Doğu Avrupa ülkelerinin birinde yaşayan iki Rav yolculuklarına ara vererek, yemek yemek ve dinlenmek için dindar bir dulun işlettiği bir hana uğramış. Yemek sırasında Rav'lardan biri, çenesi biraz düşük olan kadınla uzun bir sohbete dalarken, diğeri ise sessizce oturmuş, yemeğini bitirdikten sonra ise din kitabını incelemeye koyulmuş.

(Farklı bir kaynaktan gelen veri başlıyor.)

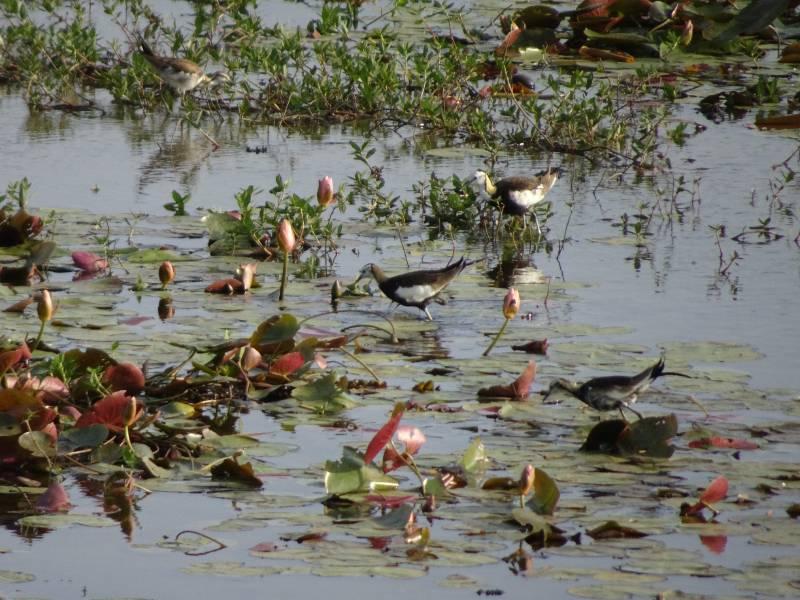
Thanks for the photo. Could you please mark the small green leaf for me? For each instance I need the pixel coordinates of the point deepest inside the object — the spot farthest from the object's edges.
(323, 396)
(474, 456)
(275, 329)
(545, 493)
(83, 437)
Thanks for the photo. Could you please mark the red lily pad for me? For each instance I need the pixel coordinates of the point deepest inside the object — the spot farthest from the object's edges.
(723, 442)
(384, 434)
(126, 377)
(113, 411)
(89, 262)
(55, 499)
(518, 390)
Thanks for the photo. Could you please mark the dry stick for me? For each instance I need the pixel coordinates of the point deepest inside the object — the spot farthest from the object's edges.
(402, 245)
(361, 362)
(208, 537)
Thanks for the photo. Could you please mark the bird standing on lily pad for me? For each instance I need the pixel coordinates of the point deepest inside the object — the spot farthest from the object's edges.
(416, 288)
(519, 195)
(613, 392)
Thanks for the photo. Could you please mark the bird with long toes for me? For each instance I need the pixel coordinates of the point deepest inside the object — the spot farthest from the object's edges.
(519, 195)
(416, 288)
(181, 74)
(613, 392)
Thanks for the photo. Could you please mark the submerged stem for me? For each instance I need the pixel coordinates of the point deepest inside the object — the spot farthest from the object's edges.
(497, 337)
(284, 275)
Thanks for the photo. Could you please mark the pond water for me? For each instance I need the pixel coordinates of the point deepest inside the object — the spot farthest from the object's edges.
(611, 307)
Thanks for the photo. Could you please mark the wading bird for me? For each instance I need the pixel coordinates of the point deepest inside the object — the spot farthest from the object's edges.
(519, 195)
(180, 74)
(417, 288)
(614, 391)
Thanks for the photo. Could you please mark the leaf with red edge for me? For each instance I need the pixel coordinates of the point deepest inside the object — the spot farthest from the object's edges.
(715, 543)
(231, 469)
(522, 386)
(412, 438)
(723, 442)
(111, 411)
(19, 307)
(384, 434)
(55, 499)
(613, 530)
(287, 364)
(392, 460)
(126, 377)
(518, 390)
(715, 492)
(89, 262)
(390, 501)
(226, 286)
(14, 357)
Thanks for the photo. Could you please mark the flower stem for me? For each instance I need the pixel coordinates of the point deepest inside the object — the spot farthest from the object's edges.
(39, 336)
(284, 275)
(497, 337)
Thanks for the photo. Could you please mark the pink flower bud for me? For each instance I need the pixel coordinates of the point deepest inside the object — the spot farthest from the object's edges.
(44, 307)
(686, 34)
(166, 273)
(511, 303)
(286, 238)
(325, 194)
(526, 480)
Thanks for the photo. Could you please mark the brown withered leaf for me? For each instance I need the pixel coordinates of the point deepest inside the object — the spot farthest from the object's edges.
(613, 530)
(243, 473)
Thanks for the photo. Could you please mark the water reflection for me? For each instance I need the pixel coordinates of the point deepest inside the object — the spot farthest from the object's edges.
(513, 271)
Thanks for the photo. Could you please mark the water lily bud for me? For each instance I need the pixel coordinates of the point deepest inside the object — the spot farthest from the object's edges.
(325, 191)
(166, 273)
(246, 274)
(251, 358)
(286, 238)
(131, 412)
(44, 307)
(526, 480)
(166, 309)
(511, 303)
(336, 290)
(686, 34)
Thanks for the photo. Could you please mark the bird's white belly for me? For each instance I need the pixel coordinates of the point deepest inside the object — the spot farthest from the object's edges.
(527, 198)
(416, 293)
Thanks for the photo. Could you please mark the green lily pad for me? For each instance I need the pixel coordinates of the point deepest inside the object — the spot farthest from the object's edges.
(14, 577)
(57, 521)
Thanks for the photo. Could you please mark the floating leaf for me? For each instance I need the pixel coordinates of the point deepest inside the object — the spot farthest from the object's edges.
(275, 329)
(723, 442)
(716, 491)
(518, 390)
(385, 433)
(54, 500)
(89, 262)
(474, 456)
(231, 469)
(715, 543)
(504, 484)
(115, 411)
(83, 437)
(350, 474)
(779, 122)
(38, 443)
(613, 530)
(649, 437)
(545, 493)
(323, 396)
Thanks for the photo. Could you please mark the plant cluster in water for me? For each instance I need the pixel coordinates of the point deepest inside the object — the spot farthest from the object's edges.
(142, 427)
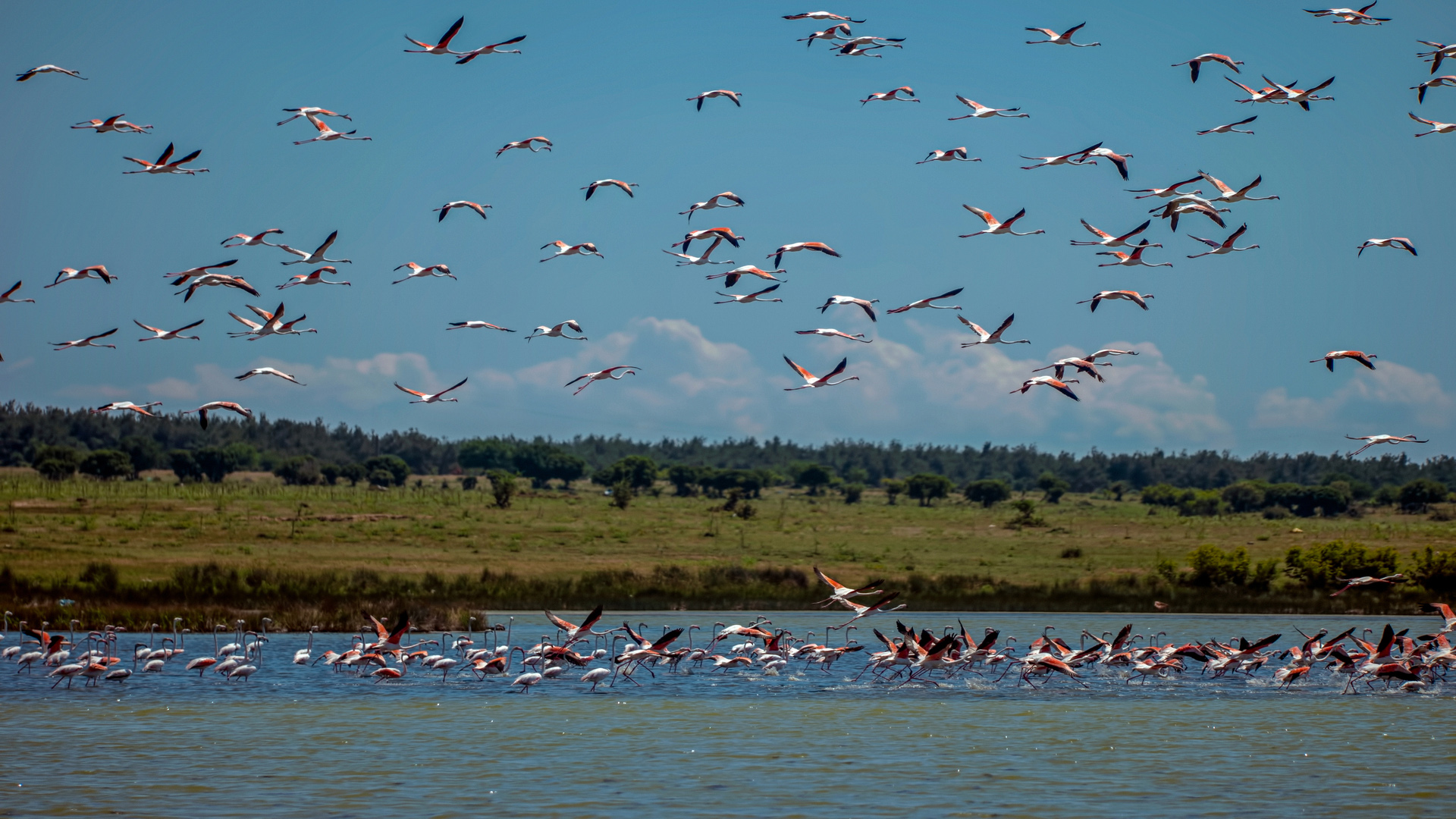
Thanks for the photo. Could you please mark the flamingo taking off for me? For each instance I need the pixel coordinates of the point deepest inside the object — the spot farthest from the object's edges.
(811, 381)
(603, 375)
(431, 398)
(990, 337)
(993, 226)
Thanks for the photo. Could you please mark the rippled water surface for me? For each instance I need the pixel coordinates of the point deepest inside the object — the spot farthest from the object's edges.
(308, 741)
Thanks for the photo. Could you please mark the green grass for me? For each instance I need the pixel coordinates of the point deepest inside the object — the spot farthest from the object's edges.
(322, 553)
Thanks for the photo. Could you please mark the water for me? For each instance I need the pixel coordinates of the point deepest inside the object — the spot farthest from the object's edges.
(305, 741)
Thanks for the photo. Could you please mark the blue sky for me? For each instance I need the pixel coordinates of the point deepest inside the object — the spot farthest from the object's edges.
(1223, 349)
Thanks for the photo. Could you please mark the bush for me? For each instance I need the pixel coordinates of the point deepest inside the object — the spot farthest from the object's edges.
(1326, 564)
(107, 464)
(928, 487)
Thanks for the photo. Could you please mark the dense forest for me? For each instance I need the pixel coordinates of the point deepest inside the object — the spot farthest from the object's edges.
(28, 430)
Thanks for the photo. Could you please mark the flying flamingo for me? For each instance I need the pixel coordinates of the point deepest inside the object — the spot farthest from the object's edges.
(318, 256)
(1226, 246)
(164, 167)
(748, 297)
(1047, 381)
(601, 375)
(718, 200)
(526, 143)
(1065, 38)
(558, 331)
(85, 341)
(724, 93)
(492, 49)
(1130, 295)
(811, 381)
(892, 96)
(218, 407)
(927, 303)
(1229, 129)
(1193, 64)
(328, 134)
(949, 155)
(1392, 242)
(864, 305)
(168, 334)
(268, 372)
(1372, 441)
(829, 331)
(1353, 354)
(251, 241)
(564, 249)
(431, 398)
(990, 337)
(995, 228)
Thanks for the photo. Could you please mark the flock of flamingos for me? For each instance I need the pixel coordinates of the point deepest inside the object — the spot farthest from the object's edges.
(1123, 249)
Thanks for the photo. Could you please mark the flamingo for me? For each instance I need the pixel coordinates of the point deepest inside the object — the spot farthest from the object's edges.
(603, 375)
(318, 256)
(797, 246)
(1065, 38)
(558, 331)
(492, 49)
(328, 134)
(717, 200)
(1193, 64)
(528, 143)
(1372, 441)
(724, 93)
(1130, 295)
(948, 155)
(218, 407)
(626, 187)
(990, 337)
(927, 303)
(476, 325)
(1134, 259)
(443, 47)
(1047, 381)
(6, 297)
(564, 249)
(428, 397)
(996, 228)
(251, 241)
(748, 297)
(309, 279)
(85, 341)
(416, 271)
(312, 114)
(47, 69)
(733, 276)
(268, 372)
(1436, 127)
(137, 409)
(829, 331)
(72, 275)
(892, 96)
(1226, 246)
(811, 381)
(1229, 129)
(164, 167)
(168, 334)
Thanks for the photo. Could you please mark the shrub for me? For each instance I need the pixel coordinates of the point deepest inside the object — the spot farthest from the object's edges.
(987, 491)
(1326, 564)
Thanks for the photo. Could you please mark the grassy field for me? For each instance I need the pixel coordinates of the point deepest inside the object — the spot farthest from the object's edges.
(130, 551)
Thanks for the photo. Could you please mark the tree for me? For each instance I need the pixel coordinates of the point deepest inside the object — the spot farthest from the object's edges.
(987, 491)
(107, 464)
(925, 487)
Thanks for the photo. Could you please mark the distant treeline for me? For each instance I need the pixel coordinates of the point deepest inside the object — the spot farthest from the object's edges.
(27, 428)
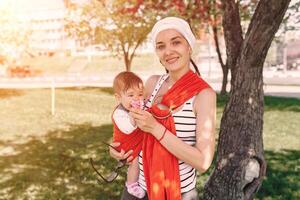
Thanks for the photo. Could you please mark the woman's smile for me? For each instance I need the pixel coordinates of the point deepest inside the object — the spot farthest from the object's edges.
(171, 60)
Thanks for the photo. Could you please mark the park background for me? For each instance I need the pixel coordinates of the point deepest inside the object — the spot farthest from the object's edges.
(45, 154)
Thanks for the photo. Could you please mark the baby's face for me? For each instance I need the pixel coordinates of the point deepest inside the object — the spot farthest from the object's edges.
(133, 97)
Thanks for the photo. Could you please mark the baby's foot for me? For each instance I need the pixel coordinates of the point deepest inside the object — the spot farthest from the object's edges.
(135, 190)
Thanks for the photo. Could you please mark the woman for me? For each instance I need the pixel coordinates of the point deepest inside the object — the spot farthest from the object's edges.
(179, 123)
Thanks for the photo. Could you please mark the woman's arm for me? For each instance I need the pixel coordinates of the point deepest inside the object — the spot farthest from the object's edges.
(199, 156)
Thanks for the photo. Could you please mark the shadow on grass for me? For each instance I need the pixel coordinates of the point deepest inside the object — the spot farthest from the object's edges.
(283, 177)
(271, 103)
(57, 167)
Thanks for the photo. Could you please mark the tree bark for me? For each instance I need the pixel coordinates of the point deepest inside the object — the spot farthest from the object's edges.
(223, 66)
(240, 165)
(233, 34)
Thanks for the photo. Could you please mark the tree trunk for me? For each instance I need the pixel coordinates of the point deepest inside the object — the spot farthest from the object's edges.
(224, 80)
(223, 66)
(127, 61)
(240, 165)
(233, 34)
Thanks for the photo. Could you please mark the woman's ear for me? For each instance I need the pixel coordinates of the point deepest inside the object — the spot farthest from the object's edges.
(161, 62)
(118, 97)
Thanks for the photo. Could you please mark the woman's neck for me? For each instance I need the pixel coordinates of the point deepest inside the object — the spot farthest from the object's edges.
(175, 76)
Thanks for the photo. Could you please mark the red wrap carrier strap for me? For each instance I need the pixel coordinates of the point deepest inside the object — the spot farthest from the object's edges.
(132, 141)
(160, 167)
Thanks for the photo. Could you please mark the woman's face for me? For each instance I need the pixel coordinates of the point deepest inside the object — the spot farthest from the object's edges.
(173, 50)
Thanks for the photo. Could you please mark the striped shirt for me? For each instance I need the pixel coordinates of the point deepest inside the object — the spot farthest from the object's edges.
(185, 124)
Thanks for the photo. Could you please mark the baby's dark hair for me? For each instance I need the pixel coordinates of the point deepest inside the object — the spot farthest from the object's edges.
(125, 80)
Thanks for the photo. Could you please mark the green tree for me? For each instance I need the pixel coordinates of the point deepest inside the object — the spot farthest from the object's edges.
(240, 165)
(14, 37)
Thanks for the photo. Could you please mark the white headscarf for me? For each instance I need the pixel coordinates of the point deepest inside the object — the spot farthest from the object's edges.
(176, 23)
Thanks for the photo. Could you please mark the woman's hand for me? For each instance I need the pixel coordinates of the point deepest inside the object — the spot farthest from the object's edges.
(120, 155)
(144, 120)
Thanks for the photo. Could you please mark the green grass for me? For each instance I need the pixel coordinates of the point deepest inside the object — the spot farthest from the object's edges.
(47, 157)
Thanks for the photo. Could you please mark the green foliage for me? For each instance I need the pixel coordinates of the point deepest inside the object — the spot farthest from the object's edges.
(52, 162)
(14, 37)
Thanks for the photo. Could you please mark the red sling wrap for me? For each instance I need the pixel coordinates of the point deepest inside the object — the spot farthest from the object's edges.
(132, 141)
(160, 167)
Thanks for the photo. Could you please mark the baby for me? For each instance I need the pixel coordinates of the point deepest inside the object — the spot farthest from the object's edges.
(128, 90)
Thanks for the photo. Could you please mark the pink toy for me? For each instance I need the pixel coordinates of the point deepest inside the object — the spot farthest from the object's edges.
(137, 104)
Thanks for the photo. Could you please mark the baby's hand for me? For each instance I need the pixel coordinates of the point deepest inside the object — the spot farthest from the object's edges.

Yemeklerini bitirip handan ayrılmak üzere masadan kalktıklarında dul kadın onlardan yemeğin parasını almayı reddetmiş. Hanın dışına çıktıklarında daha konuşkan olan Rav arkadaşına dönerek, "bence sen bu kadına bir yemek parası borçlusun," demiş.

Arkadaşı ona şaşkınlıkla bakmış: "Bizden para almak istemeyen kendisi değil miydiş"

"O bizden para istemiyordu. İstediği tek şey, onu dinleyip onunla sohbet etmemizdi," diye karşılık vermiş birinci Rav, "sen ise bunu yapmadın."

Ev sahipleri kadar misafirlerin de bazı yükümlülükleri vardır. Örneğin Yahudi geleneği, yemekten sonra okunan "Birkat Hamazon" duası esnasında ev sahibinin kutsanması gerektiğini öğretir. Yukarıdaki öyküde de görüldüğü gibi konuklar, ev sahibine karşı saygılı ve nazik davranmalı, sohbetleri ile ona keyif vermelidir. Sunulan ikramlarla ilgili olarak konuklar, şükran duygularını ifade etmeli, hoşsohbet olmak için çaba sarfetmelidir (yani masada sessiz bir şekilde oturup kendi düşüncelerine kapılmamalıdır). Bunun dışında, her anne babanın da çok iyi bildiği gibi, ailedeki çocuklar hakkında övgü dolu sözler söyleyen bir konuk, aileye büyük neşe getirir.

Yahudi yasaları konuklarla ilgili olarak belki de şaşırtıcı gelebilecek ek bir yükümlülük daha getirmektedir. Eğer konuk gerçekten de olağanüstü bir şekilde ağırlanmışsa, ev sahibini başkalarının yanında övmemelidir. Zira bu tür övgüler başkalarının da aileye baskın halinde ziyarete gelmesine ve ailenin cömertliğinden istifade etmelerine sebep olacaktır.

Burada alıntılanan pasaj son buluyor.